The National Institute of Standards and Technology (NIST) has accurately measured parts designed for the upcoming James Webb Space Telescope, the long-awaited successor to the Hubble Space Telescope. The NIST-measured composite titanium and stainless steel parts, which support the skeleton for the telescope’s massive mirror, will be used in the final round of NASA’s vibration tests on the mirror assembly before the telescope’s scheduled launch in October 2018.
The Webb telescope will travel to an orbit beyond the Moon, contain a mirror much larger than the Hubble’s, and be able to observe the formation of some of the first stars and galaxies more than 13.5 billion years ago. The telescope is the largest piece of precision metrology (measurement) equipment that NASA has been involved in creating. With its size, and the sophistication of its parts, extreme care must be taken to ensure the mirror and instruments remain properly assembled and aligned as they travel into space and face significant temperature changes throughout their journey.
“When you have something like this and bring it into orbit, you can’t go up to space and reposition it” if something goes out of position or alignment, said John Stoup, a mechanical engineer at NIST’s Physical Measurement Laboratory in Gaithersburg, Md.
Stoup and his colleagues performed measurements of four alignment mounts that support and help to position a major Webb telescope structure known as the Primary Mirror Backplane Support Structure (PMBSS). The structure will hold the telescope’s big 6.5-meter (21-foot) diameter mirror as well as approximately 2,400 kilograms (5,300 pounds) of the telescope’s instruments and optical components.
NIST’s M48 Coordinate Measurement Machine (CMM) measured the four mounts, which are 200 millimeters (7.87 inches) on a side and 150 millimeters (5.91 inches) high. The most accurate machine in the world for measuring parts on this relatively large size scale, the M48 CMM uses laser interferometry to measure the location of a ruby tip that is placed in contact with the components being measured. The room in which the measurements were done has a stable thermal environment that can be controlled to a few thousandths of a degree.

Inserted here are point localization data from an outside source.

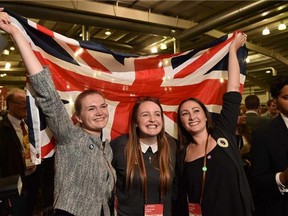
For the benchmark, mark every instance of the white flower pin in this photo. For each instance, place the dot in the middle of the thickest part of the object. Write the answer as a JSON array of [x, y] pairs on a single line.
[[222, 142]]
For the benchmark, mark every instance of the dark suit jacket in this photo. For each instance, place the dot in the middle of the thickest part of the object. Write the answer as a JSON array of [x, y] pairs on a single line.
[[11, 160], [269, 153], [254, 120]]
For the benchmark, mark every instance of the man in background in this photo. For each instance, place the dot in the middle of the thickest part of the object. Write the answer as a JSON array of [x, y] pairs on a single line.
[[13, 154], [272, 110], [253, 117], [269, 154]]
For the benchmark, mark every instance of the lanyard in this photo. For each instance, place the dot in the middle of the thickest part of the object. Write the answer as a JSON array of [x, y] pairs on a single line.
[[145, 179], [204, 169]]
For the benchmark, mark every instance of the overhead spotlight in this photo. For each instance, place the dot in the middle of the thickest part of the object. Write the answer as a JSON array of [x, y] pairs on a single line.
[[108, 33], [6, 52], [163, 46], [154, 50], [7, 65], [266, 31], [281, 26]]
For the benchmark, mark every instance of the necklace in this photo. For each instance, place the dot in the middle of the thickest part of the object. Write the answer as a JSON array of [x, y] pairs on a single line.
[[204, 168]]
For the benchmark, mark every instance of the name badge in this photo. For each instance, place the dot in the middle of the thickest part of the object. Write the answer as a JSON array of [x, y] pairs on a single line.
[[153, 210], [194, 209], [115, 205]]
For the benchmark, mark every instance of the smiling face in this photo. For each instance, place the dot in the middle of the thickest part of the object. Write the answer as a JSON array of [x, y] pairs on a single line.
[[192, 117], [282, 100], [149, 119], [94, 113]]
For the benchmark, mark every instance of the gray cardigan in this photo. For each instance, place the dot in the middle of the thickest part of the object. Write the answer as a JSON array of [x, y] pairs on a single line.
[[83, 171]]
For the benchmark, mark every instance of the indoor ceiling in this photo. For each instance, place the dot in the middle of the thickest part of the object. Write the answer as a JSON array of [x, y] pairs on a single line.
[[138, 25]]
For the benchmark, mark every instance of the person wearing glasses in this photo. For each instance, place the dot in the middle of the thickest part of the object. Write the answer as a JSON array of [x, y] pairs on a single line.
[[13, 154], [84, 176], [144, 161]]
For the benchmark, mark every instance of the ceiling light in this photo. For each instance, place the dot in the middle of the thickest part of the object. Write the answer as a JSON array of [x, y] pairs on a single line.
[[154, 50], [6, 52], [108, 33], [282, 26], [7, 65], [266, 31], [163, 46]]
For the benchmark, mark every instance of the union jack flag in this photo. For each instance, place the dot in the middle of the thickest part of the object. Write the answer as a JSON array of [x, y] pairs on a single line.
[[79, 65]]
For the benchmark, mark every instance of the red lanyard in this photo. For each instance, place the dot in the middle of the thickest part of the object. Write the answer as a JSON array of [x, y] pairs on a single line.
[[204, 169], [145, 179]]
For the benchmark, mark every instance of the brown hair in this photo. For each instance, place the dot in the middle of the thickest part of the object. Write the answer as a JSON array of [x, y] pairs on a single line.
[[184, 136], [133, 151]]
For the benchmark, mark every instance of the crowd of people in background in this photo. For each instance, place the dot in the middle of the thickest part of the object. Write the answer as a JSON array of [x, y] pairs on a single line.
[[237, 165]]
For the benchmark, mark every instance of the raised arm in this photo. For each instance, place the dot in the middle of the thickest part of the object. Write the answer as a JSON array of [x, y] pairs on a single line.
[[233, 64], [32, 63]]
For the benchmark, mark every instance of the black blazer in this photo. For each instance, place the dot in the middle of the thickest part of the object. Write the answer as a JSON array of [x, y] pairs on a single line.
[[11, 160], [269, 154]]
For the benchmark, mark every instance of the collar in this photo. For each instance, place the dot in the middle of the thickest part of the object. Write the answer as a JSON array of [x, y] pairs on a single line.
[[285, 119], [144, 147], [14, 120], [251, 111]]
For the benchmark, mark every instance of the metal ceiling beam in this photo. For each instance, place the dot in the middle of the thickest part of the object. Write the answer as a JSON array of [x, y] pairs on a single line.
[[106, 15], [222, 18]]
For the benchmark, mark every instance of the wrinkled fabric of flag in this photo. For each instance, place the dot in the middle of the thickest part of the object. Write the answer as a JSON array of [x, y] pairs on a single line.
[[79, 65]]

The mounts were accurately measured to within 5 micrometers, the tolerance that NASA needed for these parts.
“The precision of the backplane assembly has to be impeccable for the high-quality work they want to do with the telescope,” Stoup said.
Workers at the NASA Goddard Space Flight Center, located in Greenbelt, Md., needed these measurements done very quickly for upcoming tests, with a one-week turnaround.
“They know we’re down the road,” said Stoup. “The same day they called about the parts, they drove them down here,” and he and his colleagues started work on the measurements that afternoon, he said.
With the measurements, the NASA researchers have the information they need to position and orient the parts and the components within them during their upcoming vibration tests, which are an important step in determining that the telescope will operate properly in space. The ultimate goal is to identify and minimize the actual stresses the mirrors will experience during launch and orbit. Vibration tests are such an important component of space-worthiness testing that they even provided a major plot point in the book and movie The Martian. In the story, skipping the tests led to a failed probe launch.
This was the third set of measurements that NIST has performed for the Webb telescope. Stoup said he has been proud to play a part in the Webb project.
“There are so many pieces that go into it, and when you look at everything that needs to be done, you really see how impressive this telescope is. It’s an amazing project,” he said.